Les seuils de sécurité et les recommandations internationales

L’Autorité européenne de sécurité des aliments (EFSA) et d’autres organismes sanitaires ont fixé une dose journalière tolérable (DJT) de 0,1 mg de coumarine par kilogramme de poids corporel. Cela signifie qu’un adulte de 70 kg ne devrait pas dépasser 7 mg de coumarine par jour.

Or, une seule cuillère à café de cannelle de Cassia peut contenir jusqu’à 5 mg de coumarine, ce qui signifie qu’une consommation quotidienne de pâtisseries ou boissons épicées peut rapidement dépasser ce seuil.

Populations à risque

  1. Les enfants : leur foie étant encore en développement, ils sont plus sensibles aux toxines. 
  2. Les patients atteints de maladies chroniques du foie (hépatite virale, stéatose hépatique, cirrhose). 
  3. Les consommateurs de compléments alimentaires à base de cannelle destinés au contrôle de la glycémie ou de l’appétit. 
  4. Les personnes poly-médicamentées : les interactions entre la coumarine et certains médicaments (statines, anticoagulants, anti-inflammatoires) peuvent accentuer le risque hépatotoxique. 

Études cliniques et cas documentés

  • Une étude allemande a montré que des enfants ayant consommé régulièrement des biscuits à la cannelle durant la période de Noël présentaient des taux de coumarine dépassant les seuils recommandés. 
  • Des cas isolés d’hépatite toxique ont été rapportés chez des adultes utilisant des compléments alimentaires riches en cannelle. Les symptômes incluaient fatigue, jaunisse et douleurs abdominales, avec une amélioration après l’arrêt de la consommation. 

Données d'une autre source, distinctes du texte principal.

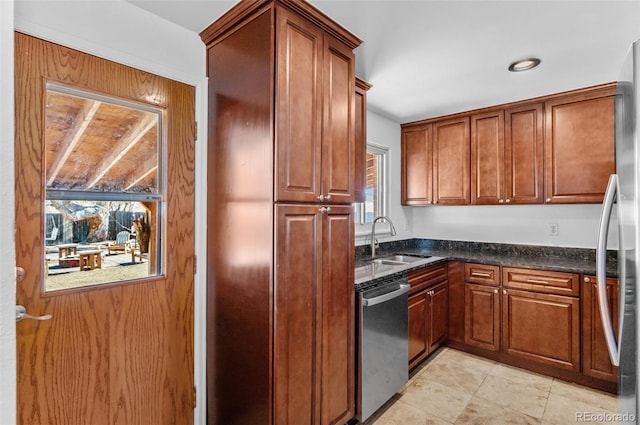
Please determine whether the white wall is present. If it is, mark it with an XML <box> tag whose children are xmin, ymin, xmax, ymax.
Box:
<box><xmin>356</xmin><ymin>111</ymin><xmax>413</xmax><ymax>245</ymax></box>
<box><xmin>8</xmin><ymin>0</ymin><xmax>207</xmax><ymax>423</ymax></box>
<box><xmin>0</xmin><ymin>0</ymin><xmax>16</xmax><ymax>424</ymax></box>
<box><xmin>413</xmin><ymin>204</ymin><xmax>617</xmax><ymax>248</ymax></box>
<box><xmin>356</xmin><ymin>109</ymin><xmax>617</xmax><ymax>248</ymax></box>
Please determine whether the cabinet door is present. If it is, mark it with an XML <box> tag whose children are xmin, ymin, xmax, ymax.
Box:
<box><xmin>322</xmin><ymin>35</ymin><xmax>356</xmax><ymax>204</ymax></box>
<box><xmin>320</xmin><ymin>206</ymin><xmax>356</xmax><ymax>425</ymax></box>
<box><xmin>505</xmin><ymin>103</ymin><xmax>544</xmax><ymax>204</ymax></box>
<box><xmin>273</xmin><ymin>205</ymin><xmax>355</xmax><ymax>424</ymax></box>
<box><xmin>401</xmin><ymin>124</ymin><xmax>433</xmax><ymax>205</ymax></box>
<box><xmin>274</xmin><ymin>205</ymin><xmax>323</xmax><ymax>424</ymax></box>
<box><xmin>545</xmin><ymin>88</ymin><xmax>615</xmax><ymax>203</ymax></box>
<box><xmin>464</xmin><ymin>283</ymin><xmax>500</xmax><ymax>351</ymax></box>
<box><xmin>582</xmin><ymin>276</ymin><xmax>618</xmax><ymax>382</ymax></box>
<box><xmin>471</xmin><ymin>111</ymin><xmax>505</xmax><ymax>205</ymax></box>
<box><xmin>502</xmin><ymin>289</ymin><xmax>580</xmax><ymax>372</ymax></box>
<box><xmin>447</xmin><ymin>261</ymin><xmax>464</xmax><ymax>342</ymax></box>
<box><xmin>354</xmin><ymin>78</ymin><xmax>371</xmax><ymax>202</ymax></box>
<box><xmin>433</xmin><ymin>117</ymin><xmax>471</xmax><ymax>205</ymax></box>
<box><xmin>275</xmin><ymin>8</ymin><xmax>324</xmax><ymax>202</ymax></box>
<box><xmin>427</xmin><ymin>282</ymin><xmax>449</xmax><ymax>353</ymax></box>
<box><xmin>409</xmin><ymin>291</ymin><xmax>427</xmax><ymax>368</ymax></box>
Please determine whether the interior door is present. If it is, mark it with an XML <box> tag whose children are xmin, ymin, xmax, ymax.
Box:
<box><xmin>15</xmin><ymin>34</ymin><xmax>195</xmax><ymax>424</ymax></box>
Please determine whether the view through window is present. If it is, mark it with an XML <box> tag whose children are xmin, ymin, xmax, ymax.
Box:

Au-delà du foie : autres effets potentiels

Bien que l’attention se concentre sur le foie, l’excès de cannelle peut également provoquer :

  • des irritations de la muqueuse buccale et digestive, 
  • des réactions allergiques cutanées, 
  • une interaction avec la coagulation sanguine, en particulier chez les patients sous anticoagulants. 

Bonnes pratiques et alternatives

La cannelle illustre la dualité de nombreuses plantes médicinales : bénéfique à petite dose, dangereuse à forte concentration. Si elle reste un atout culinaire et thérapeutique indéniable, elle doit être utilisée avec discernement. La sensibilisation du public aux différences entre Cassia et Ceylan, ainsi qu’aux risques liés à la coumarine, constitue une priorité. Ainsi, la cannelle pourra continuer à enchanter les palais sans menacer la santé du foie.